TL;DR:
- SharpLink earned $28.1M in staking rewards (14,516 $ETH) after staking almost 100% of its treasury, but shows ~$1.39B unrealized losses.
- Bitmine reports 4.47M $ETH (3.71% supply) and stakes 68% for ~$172M annual revenue; SharpLink holds ~864,840 $ETH and targets a $3,588 cost basis.
- $ETH hovered near $1,981 as ETFs saw $10.8M outflows; SharpLink sold 10,975 $ETH ($33.54M) OTC in Nov 2025, signaling flexibility amid weaker crypto-linked stocks.
SharpLink is drawing attention with a staking-heavy Ethereum treasury that is generating real yield while bleeding on paper. The firm reported about $28.1 million in staking rewards, equal to 14,516 $ETH, after staking almost 100% of its $ETH holdings. Yet CoinGecko data shows roughly $1.39 billion in unrealized losses as ether slid below $2,000. That contradiction is the story: staking revenue is rising even as mark-to-market losses deepen, forcing investors to separate operating momentum from price exposure. SharpLink controls about 0.717% of total $ETH supply and compounds daily at current prices.
Staking Yield Meets Balance-Sheet Drawdown
CoinGlass-style scoreboard comparisons are sharpening the narrative, and Bitmine Immersion Technologies is the clearest benchmark. Bitmine said its treasury reached 4.47 million $ETH, about 3.71% of circulating supply, nearly four times SharpLink’s roughly 864,840 $ETH. The firms are not running the same playbook. Bitmine is pursuing scale and market influence, and it stakes about 68% of its stash, roughly 3 million $ETH, for an estimated $172 million in annual staking revenue. SharpLink is different: it is staking nearly everything to grind down a $3,588 average cost basis. That makes yield a balance-sheet lever, not optional.

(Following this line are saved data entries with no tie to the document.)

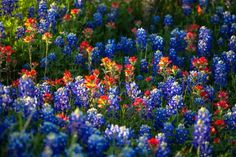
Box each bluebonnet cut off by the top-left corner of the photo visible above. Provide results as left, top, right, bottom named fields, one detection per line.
left=1, top=0, right=18, bottom=15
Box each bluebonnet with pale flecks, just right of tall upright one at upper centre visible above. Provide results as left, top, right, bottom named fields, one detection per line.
left=149, top=34, right=164, bottom=51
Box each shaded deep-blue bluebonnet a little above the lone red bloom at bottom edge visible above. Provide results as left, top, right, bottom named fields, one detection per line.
left=154, top=108, right=169, bottom=129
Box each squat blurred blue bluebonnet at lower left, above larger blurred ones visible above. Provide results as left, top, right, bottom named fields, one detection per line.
left=40, top=121, right=59, bottom=135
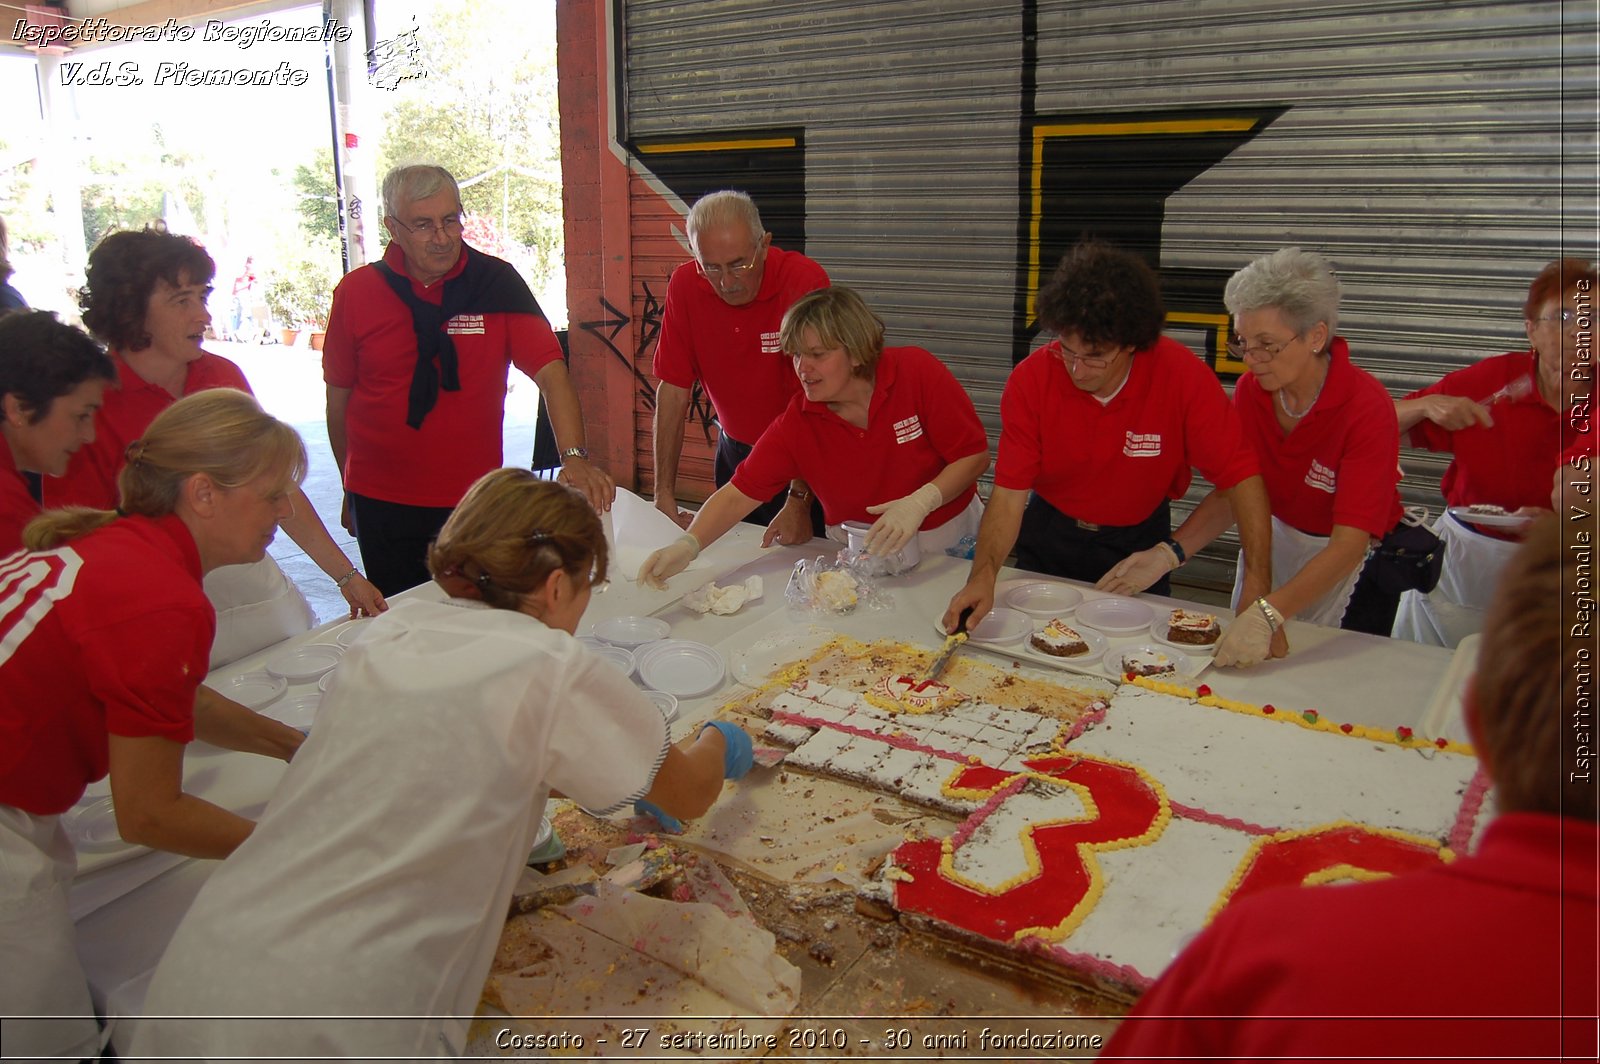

The broader tape is not confirming the treasury enthusiasm. SharpLink’s stock (SBET) fell 1.76% to $7.26 and Bitmine’s (BMNR) dropped 4.16% to $19.57, while ether traded around $1,981, down 0.73% over 24 hours. ETF flows also flashed caution, with Ethereum ETFs recording $10.8 million in outflows on March 3. Put together, public-market buyers are hesitating near $2,000 even as corporate treasuries keep accumulating. That divergence matters for governance teams because funding costs, liquidity, and sentiment can decouple quickly. If $ETH stays range-bound, staking income can soften drawdowns, but it cannot offset prolonged price weakness indefinitely.
SharpLink’s own chain history adds nuance. Onchain Lens reported that in November 2025 the company sold 10,975 $ETH worth about $33.54 million via an OTC transaction with Galaxy Digital. That sale suggests the staking narrative is not a one-way lockup when pressure rises from losses and a high purchase price. Management is effectively running a treasury flywheel: stake to earn, and adjust exposure when needed. The report’s conclusion is blunt: the strategy works only if $ETH recovers enough to outpace the loss overhang. Until then, rewards buy time, not certainty, and keep stakeholders aligned internally.